Villa Fiorito era um daqueles bairros: cheio de espaço, casas pobres e gente humilde. Onde os pais trabalhavam de sol a sol e as mães cuidavam dos filhos. Dona Tota teve sete e Diego era o quinto. Eram dias difíceis. D. Maradona, o pai, levantava-se às três da manhã e regressava a casa às sete da tarde.

Trabalhava numa empresa de transformação de fertilizantes e fazia horas extraordinárias para todos os dias colocar pão em casa. «Éramos muito pobres», conta Jorge Carrizo ao Maisfutebol. Jorge era vizinho de Diego, partilhava os descampados e os sonhos. «Vivíamos a cinco casas de distância um do outro.»

Os tempos livres eram passados a jogar à bola. «Havia quinze campos, na altura.
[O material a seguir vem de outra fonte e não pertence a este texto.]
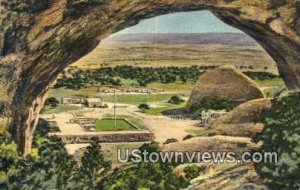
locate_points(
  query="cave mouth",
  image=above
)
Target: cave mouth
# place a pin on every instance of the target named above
(129, 61)
(46, 47)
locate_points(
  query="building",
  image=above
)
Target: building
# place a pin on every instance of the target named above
(88, 102)
(95, 103)
(73, 100)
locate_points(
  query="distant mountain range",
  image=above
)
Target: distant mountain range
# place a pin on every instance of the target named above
(182, 38)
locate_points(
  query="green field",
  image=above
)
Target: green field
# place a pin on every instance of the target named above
(112, 125)
(61, 108)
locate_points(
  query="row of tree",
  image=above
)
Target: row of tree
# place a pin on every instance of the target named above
(112, 76)
(54, 168)
(142, 75)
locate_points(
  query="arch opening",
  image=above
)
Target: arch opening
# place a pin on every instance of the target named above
(47, 46)
(149, 52)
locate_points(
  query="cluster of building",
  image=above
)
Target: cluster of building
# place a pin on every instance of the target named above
(107, 90)
(88, 102)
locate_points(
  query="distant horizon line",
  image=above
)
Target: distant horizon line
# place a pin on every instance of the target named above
(116, 34)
Agora só há um». Villa Fiorito já não é Villa Fiorito. Jorge Carrizo continua a viver no bairro, mas está ansioso por sair. «É zona vermelha de Buenos Aires. Se precisares de telefone ou cabo, nenhuma empresa vem cá colocá-lo.»

O bairro está cercado por drogados e marginais. «Até a avó de Diego assaltaram. Depois a senhora saiu daqui», conta. «Já perdi a conta às vezes que me assaltaram. As ruas estão cheias de miúdos a roubar e a bater. Vê-los a drogar-se e não podes dizer nada, se não batem-te. Estou à espera da reforma para sair daqui.»
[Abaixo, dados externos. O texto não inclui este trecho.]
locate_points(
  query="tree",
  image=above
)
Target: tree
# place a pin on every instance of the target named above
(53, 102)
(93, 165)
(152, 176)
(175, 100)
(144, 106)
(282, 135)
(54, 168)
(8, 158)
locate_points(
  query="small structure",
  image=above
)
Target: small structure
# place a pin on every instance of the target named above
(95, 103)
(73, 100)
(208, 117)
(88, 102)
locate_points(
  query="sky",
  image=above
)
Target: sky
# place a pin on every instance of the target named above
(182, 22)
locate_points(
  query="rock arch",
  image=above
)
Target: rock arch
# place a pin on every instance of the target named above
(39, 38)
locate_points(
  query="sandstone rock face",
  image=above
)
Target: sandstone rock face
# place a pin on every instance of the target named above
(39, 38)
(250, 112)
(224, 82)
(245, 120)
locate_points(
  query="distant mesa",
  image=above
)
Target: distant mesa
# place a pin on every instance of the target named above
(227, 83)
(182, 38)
Os torneios em Villa Fiorito...

Já ninguém joga à bola na rua. O campo onde Maradona aprendeu a jogar futebol, aliás, foi destruído. «Está cheio de barracas, agora. Nem consigo passar por lá que começo a chorar», diz Jorge. Tem mais três anos do que Diego e fala com entusiasmo do amigo. «Ia buscá-lo a casa e passávamos os dias a jogar.»

Eram outros tempos, com outras prioridades. «Havia torneios de bairro. Só queríamos competir.» Um dia ouviram falar num torneio aberto num bairro vizinho. «Um torneio aberto é para toda a gente: vinte, trinta, quarenta, cinquenta anos.» Jorge inscreveu-se com Maradona, o irmão Goyo, o Montañita e um guarda-redes.

«Eu tinha catorze anos, eles teriam dez ou onze. Quando olharam para o Maradona e o Montañita não queriam aceitar a equipa.» Arranja outros, disseram-lhe. «Disse-lhes que eram aqueles». São crianças, devolveram. Arranja outros. «Ou aceitavam aquela equipa ou não aceitavam. Aceitaram. Imagine? Fomos campeões.»

... o fim de Pelusa, que «não era nenhum maricas»

Na final Maradona marcou três golos, conta. «Era um fenómeno. Era muito pequeno, mas ninguém lhe tirava a bola. Já tinha um talento distinto. Ele não agarrava a bola, acariciava-a.» Homens de barba e bigode pediam então a Jorge para levar o Pelusa. «Entrávamos em todos os torneios. Todos nos queriam.»

Até um dia, claro. «O Maradona já jogava nos Cebollitas e o pai dele não gostava que jogasse no bairro. Sabe que o futebol no bairro é diferente. Era duro e tinha de se meter o pé. O Maradona não era um maricas, era um miúdo bravo. Tão bravo que um dia levou uma patada, lesionou-se e o pai nunca mais o deixou voltar.»

Foi o fim do futebol ao lado de Maradona: Jorge nunca jogou fora do bairro. «Não tinha o talento deles», admite. Maradona acima de todos, claro. «Mas quando tínhamos cinco ou seis anos, havia um miúdo chamado Sopatota... incrível. Depois o Pelusa tornou-se melhor. Com oito anos nem homens feitos lhe tiravam a bola.»